Monday, November 9, 2015
Her struggle: The Summer Book and Swedish culture
I was the grumpy one last night at book group, somewhat less enthusiastic than the rest about Tove Jansson's The Summer Book. Though I admired many of the brief sketches that comprise this book - some beautiful passages, especially in the later chapters such as the closing down of the house for the season, and some pretty funny sequences such as Sophia's dictation of the angle-worm book to her grandmother, I felt the collection was too oblique.

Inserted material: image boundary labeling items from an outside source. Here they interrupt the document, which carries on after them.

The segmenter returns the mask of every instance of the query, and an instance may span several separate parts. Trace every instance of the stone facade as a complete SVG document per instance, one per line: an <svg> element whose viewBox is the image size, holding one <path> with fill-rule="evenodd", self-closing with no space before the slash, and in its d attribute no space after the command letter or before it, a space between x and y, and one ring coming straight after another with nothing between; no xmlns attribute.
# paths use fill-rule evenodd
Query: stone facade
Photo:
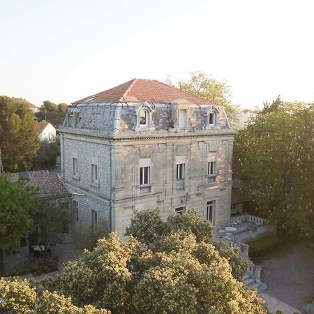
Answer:
<svg viewBox="0 0 314 314"><path fill-rule="evenodd" d="M123 237L134 211L158 207L164 219L195 209L225 227L234 131L222 108L201 100L89 99L70 107L59 130L61 169L79 221L91 223L96 211Z"/></svg>

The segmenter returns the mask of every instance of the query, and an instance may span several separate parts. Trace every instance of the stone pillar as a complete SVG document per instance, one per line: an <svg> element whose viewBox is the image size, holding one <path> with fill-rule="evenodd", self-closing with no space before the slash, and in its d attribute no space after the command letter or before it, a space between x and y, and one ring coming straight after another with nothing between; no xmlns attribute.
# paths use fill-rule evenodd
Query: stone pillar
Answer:
<svg viewBox="0 0 314 314"><path fill-rule="evenodd" d="M260 272L262 271L262 267L260 266L255 265L254 268L254 278L255 283L260 283Z"/></svg>

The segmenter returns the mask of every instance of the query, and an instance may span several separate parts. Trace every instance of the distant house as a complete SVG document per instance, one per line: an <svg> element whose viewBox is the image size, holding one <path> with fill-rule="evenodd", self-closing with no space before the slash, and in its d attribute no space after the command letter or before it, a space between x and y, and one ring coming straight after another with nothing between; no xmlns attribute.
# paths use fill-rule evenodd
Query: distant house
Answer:
<svg viewBox="0 0 314 314"><path fill-rule="evenodd" d="M56 129L50 122L39 122L39 135L38 138L40 142L55 142Z"/></svg>

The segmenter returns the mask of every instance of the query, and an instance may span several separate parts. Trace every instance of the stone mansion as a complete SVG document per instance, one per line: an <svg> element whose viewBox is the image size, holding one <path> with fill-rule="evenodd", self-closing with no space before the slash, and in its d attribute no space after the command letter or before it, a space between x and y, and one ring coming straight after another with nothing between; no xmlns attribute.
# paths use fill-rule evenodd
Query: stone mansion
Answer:
<svg viewBox="0 0 314 314"><path fill-rule="evenodd" d="M222 107L135 79L73 103L59 131L78 222L123 237L134 211L158 207L230 223L235 131Z"/></svg>

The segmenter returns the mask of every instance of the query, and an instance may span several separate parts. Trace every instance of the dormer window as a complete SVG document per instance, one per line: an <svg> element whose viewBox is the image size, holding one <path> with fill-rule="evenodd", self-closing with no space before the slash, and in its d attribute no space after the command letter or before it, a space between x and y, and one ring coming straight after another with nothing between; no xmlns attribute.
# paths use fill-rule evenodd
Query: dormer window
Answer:
<svg viewBox="0 0 314 314"><path fill-rule="evenodd" d="M218 126L218 112L215 108L209 107L207 109L205 128L209 129L214 126Z"/></svg>
<svg viewBox="0 0 314 314"><path fill-rule="evenodd" d="M146 109L142 109L140 112L140 126L147 126L148 112Z"/></svg>
<svg viewBox="0 0 314 314"><path fill-rule="evenodd" d="M211 126L214 126L215 125L215 120L216 120L215 112L211 112L209 114L209 124L211 125Z"/></svg>
<svg viewBox="0 0 314 314"><path fill-rule="evenodd" d="M137 116L137 125L135 130L154 130L153 124L152 112L154 107L151 104L144 103L140 104L135 109Z"/></svg>

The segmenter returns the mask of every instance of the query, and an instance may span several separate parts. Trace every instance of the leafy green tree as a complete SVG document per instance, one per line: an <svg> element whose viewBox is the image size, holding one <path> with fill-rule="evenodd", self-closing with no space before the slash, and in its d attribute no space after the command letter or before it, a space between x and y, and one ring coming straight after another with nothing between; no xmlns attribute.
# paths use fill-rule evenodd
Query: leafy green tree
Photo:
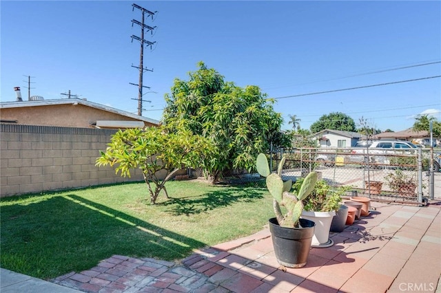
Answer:
<svg viewBox="0 0 441 293"><path fill-rule="evenodd" d="M163 127L120 129L107 146L96 166L116 166L124 177L130 177L131 169L142 170L152 204L163 189L168 198L165 182L182 168L203 165L212 149L208 140L189 131L170 133Z"/></svg>
<svg viewBox="0 0 441 293"><path fill-rule="evenodd" d="M297 118L297 115L288 115L289 117L289 121L288 121L288 124L292 124L292 129L297 130L300 130L300 121L302 120L300 118Z"/></svg>
<svg viewBox="0 0 441 293"><path fill-rule="evenodd" d="M311 131L308 129L298 129L297 131L291 131L291 146L298 149L317 147L317 140L311 139Z"/></svg>
<svg viewBox="0 0 441 293"><path fill-rule="evenodd" d="M362 116L361 118L358 120L358 133L365 135L366 138L368 140L372 138L373 135L381 133L380 129L376 129L375 127L371 125L371 123L369 122L363 116Z"/></svg>
<svg viewBox="0 0 441 293"><path fill-rule="evenodd" d="M412 129L415 131L430 131L430 122L432 121L432 131L433 136L441 136L441 122L438 122L433 116L429 115L418 115L416 118Z"/></svg>
<svg viewBox="0 0 441 293"><path fill-rule="evenodd" d="M205 175L212 182L225 170L251 171L259 153L271 143L287 144L280 133L281 115L273 109L256 86L237 87L201 62L189 72L188 80L175 79L163 123L170 131L189 129L208 138L214 152L205 164Z"/></svg>
<svg viewBox="0 0 441 293"><path fill-rule="evenodd" d="M314 122L310 128L313 133L325 129L356 131L356 122L350 116L341 112L331 112L323 115L318 121Z"/></svg>

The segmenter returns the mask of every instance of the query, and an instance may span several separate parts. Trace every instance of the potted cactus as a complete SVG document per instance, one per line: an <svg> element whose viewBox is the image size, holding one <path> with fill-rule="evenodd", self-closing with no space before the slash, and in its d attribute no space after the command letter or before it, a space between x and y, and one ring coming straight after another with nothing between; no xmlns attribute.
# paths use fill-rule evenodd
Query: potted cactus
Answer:
<svg viewBox="0 0 441 293"><path fill-rule="evenodd" d="M269 230L277 261L288 268L302 268L309 255L315 223L300 219L305 199L314 188L317 173L311 172L305 178L297 194L289 193L292 181L283 182L281 177L285 156L278 164L277 173L269 170L268 160L263 153L257 157L257 171L266 177L267 188L273 196L276 217L269 219ZM282 213L282 208L286 213Z"/></svg>
<svg viewBox="0 0 441 293"><path fill-rule="evenodd" d="M293 186L293 190L298 191L302 183L302 178L297 180ZM311 195L303 201L305 208L301 217L316 223L312 247L323 248L334 245L334 241L329 238L331 225L342 206L341 196L349 188L349 186L332 188L325 180L319 180L316 183ZM347 213L345 217L347 217ZM343 224L346 222L346 218L344 219Z"/></svg>

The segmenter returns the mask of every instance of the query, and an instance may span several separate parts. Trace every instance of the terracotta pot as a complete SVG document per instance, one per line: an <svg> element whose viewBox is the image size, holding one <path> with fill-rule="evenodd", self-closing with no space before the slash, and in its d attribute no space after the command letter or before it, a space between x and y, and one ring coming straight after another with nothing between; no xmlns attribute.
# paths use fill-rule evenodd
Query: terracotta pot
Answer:
<svg viewBox="0 0 441 293"><path fill-rule="evenodd" d="M398 186L398 195L415 196L415 184L402 184Z"/></svg>
<svg viewBox="0 0 441 293"><path fill-rule="evenodd" d="M352 225L353 224L353 221L356 219L356 213L357 209L353 206L347 207L347 218L346 219L347 225Z"/></svg>
<svg viewBox="0 0 441 293"><path fill-rule="evenodd" d="M369 216L369 206L371 204L371 199L368 197L364 197L361 196L351 197L352 202L361 202L363 206L361 207L361 215Z"/></svg>
<svg viewBox="0 0 441 293"><path fill-rule="evenodd" d="M362 208L363 204L358 202L345 202L345 205L356 208L357 209L357 213L356 213L356 219L360 219L360 216L361 215L361 208Z"/></svg>
<svg viewBox="0 0 441 293"><path fill-rule="evenodd" d="M371 195L379 195L381 193L381 188L383 186L383 182L381 181L365 181L365 184L366 186L366 191L371 191Z"/></svg>

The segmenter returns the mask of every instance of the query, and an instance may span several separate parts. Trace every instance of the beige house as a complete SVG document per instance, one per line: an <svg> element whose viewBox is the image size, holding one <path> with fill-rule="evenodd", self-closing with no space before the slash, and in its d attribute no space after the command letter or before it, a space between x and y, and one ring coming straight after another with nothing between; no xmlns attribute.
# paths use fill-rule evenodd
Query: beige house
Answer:
<svg viewBox="0 0 441 293"><path fill-rule="evenodd" d="M320 147L349 148L362 138L358 132L324 129L314 134Z"/></svg>
<svg viewBox="0 0 441 293"><path fill-rule="evenodd" d="M160 122L80 98L0 102L2 123L65 127L125 129Z"/></svg>
<svg viewBox="0 0 441 293"><path fill-rule="evenodd" d="M430 146L430 133L427 131L415 131L411 128L396 132L382 132L373 137L376 140L401 140L415 144ZM440 145L440 138L433 137L433 142Z"/></svg>

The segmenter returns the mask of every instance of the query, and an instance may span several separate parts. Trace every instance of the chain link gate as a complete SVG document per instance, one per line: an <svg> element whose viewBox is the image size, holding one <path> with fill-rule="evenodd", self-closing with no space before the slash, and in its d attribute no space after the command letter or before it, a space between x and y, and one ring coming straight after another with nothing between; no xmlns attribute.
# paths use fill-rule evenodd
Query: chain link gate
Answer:
<svg viewBox="0 0 441 293"><path fill-rule="evenodd" d="M429 160L420 149L276 149L269 154L271 170L283 155L284 180L315 171L331 186L350 186L369 198L427 203L423 194L428 195L429 177L423 176L422 170L428 170Z"/></svg>

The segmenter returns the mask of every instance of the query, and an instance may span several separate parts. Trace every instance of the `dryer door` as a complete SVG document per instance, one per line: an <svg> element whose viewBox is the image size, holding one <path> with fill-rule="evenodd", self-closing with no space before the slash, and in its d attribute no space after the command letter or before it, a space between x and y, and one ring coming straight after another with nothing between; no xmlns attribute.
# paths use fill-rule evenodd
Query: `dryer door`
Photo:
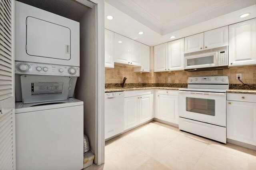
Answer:
<svg viewBox="0 0 256 170"><path fill-rule="evenodd" d="M48 21L28 17L27 53L35 57L68 60L70 59L70 30Z"/></svg>

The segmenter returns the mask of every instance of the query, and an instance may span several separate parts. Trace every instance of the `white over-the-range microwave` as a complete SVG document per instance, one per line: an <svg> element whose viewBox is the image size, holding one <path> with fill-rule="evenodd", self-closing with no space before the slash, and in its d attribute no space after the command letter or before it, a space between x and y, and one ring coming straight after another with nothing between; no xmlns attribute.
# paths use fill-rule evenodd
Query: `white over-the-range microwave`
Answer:
<svg viewBox="0 0 256 170"><path fill-rule="evenodd" d="M228 46L184 53L184 69L188 71L228 69Z"/></svg>

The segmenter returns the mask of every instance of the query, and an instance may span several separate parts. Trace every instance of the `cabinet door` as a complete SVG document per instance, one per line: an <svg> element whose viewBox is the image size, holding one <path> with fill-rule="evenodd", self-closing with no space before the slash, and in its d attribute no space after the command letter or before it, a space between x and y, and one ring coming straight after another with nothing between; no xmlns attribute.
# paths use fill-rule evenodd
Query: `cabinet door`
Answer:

I wanted it to cover the arc of one summer of the maturation of the young child into a preteen or teenager - but it seemed to me arranged in no special sequence, perhaps the sequence of composition, aside from the first, last, and midpoint stories that did orient around the passage of summer months. BR had a great insight about the angleworms and how they are a metaphor for the young girl - broken but rejuvenating. I spoke probably too much about the isolation and coldness of the Swedish personality, the island - no outsiders allowed, no one good enough to meet our standard - as the perfect metaphor for this and the completely withdrawn father and the odd refusal to say or even think anything about the mother's death (and perhaps the grandmother's approaching death?) great examples of the Swedish closure. (These moods and personalities should be familiar to anyone who's watched Bergman films.) Some debate about whether the grandmother was kind and loving toward Sophia, and while most of the members found her very devoted (in a tough-love way) to the young girl, I found her to be ambivalent at best: insouciant about Sophia's safety at various points, a terrible example to the girl when she breaks into a neighbor's house, nasty to the one other child who visits on the island. There's a real toughness to Jansson herself - she wrote these in her 60s or so and though the may reflect on her own childhood it seems she also ID's with the cantankerous grandmother as much as w/ Sophia. Oddly - intentionally, actually - the book has few if any time markers: It could be the 1920s, 40s, or 60s - and that timelessness is another one of its "island" qualities: we never see the village or the mainland, know nothing about their winter life off the island, these are sketches, some quite beautiful others fairly slight, of a life cut off from others.